Getting up, getting dressed, the old familiar commute – it seems so strange to resume this routine. And the station itself feels like foreign terrain. TV stations are crazy places, loud and frantic with energy, everyone always careening toward or recovering from a deadline. Me? I feel inert and idle amid the hive of activity. I exist within a kind of insular bubble created by everyone’s elaborate courtesy. Voices lower when I walk by, glances slide away, no one knows what to say to me or how to act in my presence. I can see the wheels turning – should I mention it, or not? When I explain that nothing they can do or say could make me feel worse, they feel rebuffed.

One day, after I return to work, Shoffler drops by. He arrives with a six-pack of Sierra Nevada and a huge soggy pizza. “Health food,” he says, with his high-pitched stuttery laugh. “Stick with me and you, too, can be a fat slob.”

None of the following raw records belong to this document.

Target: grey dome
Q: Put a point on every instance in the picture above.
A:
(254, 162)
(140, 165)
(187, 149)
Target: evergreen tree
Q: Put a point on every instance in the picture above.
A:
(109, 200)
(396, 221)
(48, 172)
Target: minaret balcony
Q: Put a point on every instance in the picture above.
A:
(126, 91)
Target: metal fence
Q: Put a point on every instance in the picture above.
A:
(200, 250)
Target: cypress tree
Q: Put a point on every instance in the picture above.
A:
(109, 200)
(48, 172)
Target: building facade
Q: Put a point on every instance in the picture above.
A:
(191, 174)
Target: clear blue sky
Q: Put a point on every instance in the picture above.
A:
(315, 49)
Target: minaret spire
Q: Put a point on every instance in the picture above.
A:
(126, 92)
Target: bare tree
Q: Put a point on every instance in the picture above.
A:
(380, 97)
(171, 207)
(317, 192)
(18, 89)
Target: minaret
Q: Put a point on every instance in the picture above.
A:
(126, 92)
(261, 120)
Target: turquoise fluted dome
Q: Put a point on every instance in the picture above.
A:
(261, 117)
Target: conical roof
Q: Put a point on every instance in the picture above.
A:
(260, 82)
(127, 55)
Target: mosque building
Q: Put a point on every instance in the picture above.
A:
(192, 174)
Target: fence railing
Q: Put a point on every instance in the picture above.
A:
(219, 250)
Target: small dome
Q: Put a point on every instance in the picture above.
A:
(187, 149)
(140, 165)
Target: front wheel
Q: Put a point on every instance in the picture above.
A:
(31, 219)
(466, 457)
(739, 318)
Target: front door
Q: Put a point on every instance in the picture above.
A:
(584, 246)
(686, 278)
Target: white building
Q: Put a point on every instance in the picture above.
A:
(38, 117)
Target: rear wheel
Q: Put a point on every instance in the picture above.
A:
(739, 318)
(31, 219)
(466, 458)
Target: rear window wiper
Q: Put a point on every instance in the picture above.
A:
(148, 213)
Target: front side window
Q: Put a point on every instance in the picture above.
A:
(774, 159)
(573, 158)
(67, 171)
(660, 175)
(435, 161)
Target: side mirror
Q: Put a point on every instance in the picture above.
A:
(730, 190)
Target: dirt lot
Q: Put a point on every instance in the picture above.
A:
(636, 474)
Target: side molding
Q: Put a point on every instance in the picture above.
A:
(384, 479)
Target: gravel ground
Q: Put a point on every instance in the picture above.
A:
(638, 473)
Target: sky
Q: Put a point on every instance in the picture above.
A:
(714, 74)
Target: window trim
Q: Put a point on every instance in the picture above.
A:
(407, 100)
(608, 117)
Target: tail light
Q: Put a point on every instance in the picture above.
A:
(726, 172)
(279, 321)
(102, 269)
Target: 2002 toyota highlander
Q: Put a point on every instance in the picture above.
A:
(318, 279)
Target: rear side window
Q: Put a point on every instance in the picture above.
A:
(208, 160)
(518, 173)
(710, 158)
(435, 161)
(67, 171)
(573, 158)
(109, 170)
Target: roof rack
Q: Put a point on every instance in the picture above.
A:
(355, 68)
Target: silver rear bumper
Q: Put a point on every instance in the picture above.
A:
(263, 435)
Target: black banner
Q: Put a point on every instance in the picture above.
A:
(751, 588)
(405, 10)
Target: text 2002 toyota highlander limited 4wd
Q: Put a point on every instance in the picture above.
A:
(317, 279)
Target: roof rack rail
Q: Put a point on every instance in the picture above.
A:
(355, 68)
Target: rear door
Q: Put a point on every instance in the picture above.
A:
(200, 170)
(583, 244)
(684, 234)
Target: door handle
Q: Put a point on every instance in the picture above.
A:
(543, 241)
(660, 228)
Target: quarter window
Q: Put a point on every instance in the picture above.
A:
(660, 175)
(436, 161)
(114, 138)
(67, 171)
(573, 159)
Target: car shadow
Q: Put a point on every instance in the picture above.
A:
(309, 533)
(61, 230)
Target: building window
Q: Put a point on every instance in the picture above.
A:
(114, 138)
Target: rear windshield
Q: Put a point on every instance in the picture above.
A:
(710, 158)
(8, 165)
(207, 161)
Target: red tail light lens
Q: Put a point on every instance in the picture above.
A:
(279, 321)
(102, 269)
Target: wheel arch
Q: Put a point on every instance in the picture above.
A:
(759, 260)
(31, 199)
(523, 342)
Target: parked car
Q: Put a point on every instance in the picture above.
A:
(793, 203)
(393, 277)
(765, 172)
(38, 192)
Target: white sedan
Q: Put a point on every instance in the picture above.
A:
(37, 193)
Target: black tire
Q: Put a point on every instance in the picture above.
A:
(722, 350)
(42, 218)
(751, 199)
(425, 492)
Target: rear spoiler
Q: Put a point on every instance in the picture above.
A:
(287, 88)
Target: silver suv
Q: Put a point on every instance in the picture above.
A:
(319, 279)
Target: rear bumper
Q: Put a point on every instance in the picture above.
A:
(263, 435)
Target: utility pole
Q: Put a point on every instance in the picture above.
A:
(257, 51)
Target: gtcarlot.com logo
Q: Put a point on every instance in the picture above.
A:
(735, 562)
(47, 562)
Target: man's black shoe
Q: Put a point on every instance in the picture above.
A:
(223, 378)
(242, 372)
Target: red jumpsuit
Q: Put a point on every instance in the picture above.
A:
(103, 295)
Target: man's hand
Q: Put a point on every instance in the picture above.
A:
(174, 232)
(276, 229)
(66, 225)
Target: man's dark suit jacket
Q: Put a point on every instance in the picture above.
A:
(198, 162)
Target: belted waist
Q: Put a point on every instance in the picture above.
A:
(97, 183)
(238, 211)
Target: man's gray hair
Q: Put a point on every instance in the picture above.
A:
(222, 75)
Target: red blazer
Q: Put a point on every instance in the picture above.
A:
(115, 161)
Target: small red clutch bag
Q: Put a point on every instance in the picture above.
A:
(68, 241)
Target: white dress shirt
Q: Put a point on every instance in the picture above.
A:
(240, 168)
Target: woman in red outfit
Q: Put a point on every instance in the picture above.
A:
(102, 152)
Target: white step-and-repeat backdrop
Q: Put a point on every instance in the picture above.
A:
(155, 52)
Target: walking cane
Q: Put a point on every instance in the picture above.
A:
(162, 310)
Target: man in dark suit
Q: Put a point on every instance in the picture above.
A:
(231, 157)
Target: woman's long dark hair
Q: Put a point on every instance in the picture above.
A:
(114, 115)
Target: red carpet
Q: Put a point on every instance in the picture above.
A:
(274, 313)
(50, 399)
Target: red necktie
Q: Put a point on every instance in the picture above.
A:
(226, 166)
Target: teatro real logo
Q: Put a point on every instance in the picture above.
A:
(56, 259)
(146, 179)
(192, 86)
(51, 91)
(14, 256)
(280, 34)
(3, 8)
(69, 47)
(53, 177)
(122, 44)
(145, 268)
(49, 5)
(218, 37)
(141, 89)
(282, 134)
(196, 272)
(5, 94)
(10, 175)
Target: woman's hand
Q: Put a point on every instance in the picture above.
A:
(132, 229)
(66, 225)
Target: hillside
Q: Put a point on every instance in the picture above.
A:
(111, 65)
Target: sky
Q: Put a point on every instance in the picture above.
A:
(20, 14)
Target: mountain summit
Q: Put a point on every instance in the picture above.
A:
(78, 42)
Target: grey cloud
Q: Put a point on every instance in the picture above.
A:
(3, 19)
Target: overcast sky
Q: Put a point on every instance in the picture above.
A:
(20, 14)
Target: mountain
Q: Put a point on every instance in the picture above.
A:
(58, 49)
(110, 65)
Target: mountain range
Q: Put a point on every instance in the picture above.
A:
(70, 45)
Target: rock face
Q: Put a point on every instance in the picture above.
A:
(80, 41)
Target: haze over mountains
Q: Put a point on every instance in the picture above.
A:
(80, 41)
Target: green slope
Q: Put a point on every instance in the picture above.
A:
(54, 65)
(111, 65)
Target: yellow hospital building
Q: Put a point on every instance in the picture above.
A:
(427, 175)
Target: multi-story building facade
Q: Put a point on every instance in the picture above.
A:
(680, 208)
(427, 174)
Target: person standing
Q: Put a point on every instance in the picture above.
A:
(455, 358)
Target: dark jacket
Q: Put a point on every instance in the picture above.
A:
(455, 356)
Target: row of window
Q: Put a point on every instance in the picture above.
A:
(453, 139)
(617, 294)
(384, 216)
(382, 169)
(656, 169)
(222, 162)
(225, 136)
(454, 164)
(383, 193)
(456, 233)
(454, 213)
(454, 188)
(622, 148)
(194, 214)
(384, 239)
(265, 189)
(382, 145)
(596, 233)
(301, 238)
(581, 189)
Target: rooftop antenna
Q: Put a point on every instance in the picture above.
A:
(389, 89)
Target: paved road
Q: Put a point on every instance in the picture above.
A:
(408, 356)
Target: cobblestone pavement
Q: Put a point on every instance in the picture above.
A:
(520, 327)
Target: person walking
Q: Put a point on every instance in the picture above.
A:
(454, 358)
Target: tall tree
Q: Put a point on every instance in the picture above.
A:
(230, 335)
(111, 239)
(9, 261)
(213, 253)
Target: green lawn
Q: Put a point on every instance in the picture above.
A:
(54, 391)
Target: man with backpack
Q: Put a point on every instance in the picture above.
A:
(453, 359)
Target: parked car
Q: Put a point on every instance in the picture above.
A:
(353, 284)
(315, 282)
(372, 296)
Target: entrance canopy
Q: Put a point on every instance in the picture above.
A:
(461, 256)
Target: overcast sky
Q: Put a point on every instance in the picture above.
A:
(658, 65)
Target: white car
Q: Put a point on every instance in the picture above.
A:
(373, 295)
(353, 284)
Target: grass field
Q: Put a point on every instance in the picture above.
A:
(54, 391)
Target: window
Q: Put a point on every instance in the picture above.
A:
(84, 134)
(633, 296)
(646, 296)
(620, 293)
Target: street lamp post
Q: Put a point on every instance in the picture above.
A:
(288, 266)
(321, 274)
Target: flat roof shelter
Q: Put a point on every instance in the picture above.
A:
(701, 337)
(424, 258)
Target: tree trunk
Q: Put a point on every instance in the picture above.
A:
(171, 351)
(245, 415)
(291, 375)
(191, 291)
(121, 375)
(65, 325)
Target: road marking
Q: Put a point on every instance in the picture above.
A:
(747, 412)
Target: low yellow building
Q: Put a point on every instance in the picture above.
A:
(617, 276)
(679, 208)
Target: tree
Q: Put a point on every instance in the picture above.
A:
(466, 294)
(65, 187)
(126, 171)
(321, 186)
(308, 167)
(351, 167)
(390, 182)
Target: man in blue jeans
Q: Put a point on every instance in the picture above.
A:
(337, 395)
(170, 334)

I’m glad to see him. In fact, I can’t think of anyone else I’d rather see at my door – except my sons. For openers, Shoffler is just about the only person in the world who’s always ready to talk about the one thing of actual interest to me. Besides, he’s cynical, funny and, I’ve come to realize, very smart. We usually end up going over and over the busted leads to see if there’s something we missed: the origami rabbit, the whippet, the witnesses who saw the man getting into a black panel van, the latest Elvis sightings, the chicken blood, the “enemy” list of folks I’d attacked on the air. Shoffler checks his notebooks – he’s on his third now. The case file, he tells me, is seven binders thick. Each case, he’s explained, starts with a single three-inch loose-leaf binder. The binders – which Shoffler has allowed me to look at – contain copies of every piece of paper generated by the investigation: report, witness statement, interview, crime scene photo, forensics tests, search warrant, search warrant inventory, evidence receipt, and so on.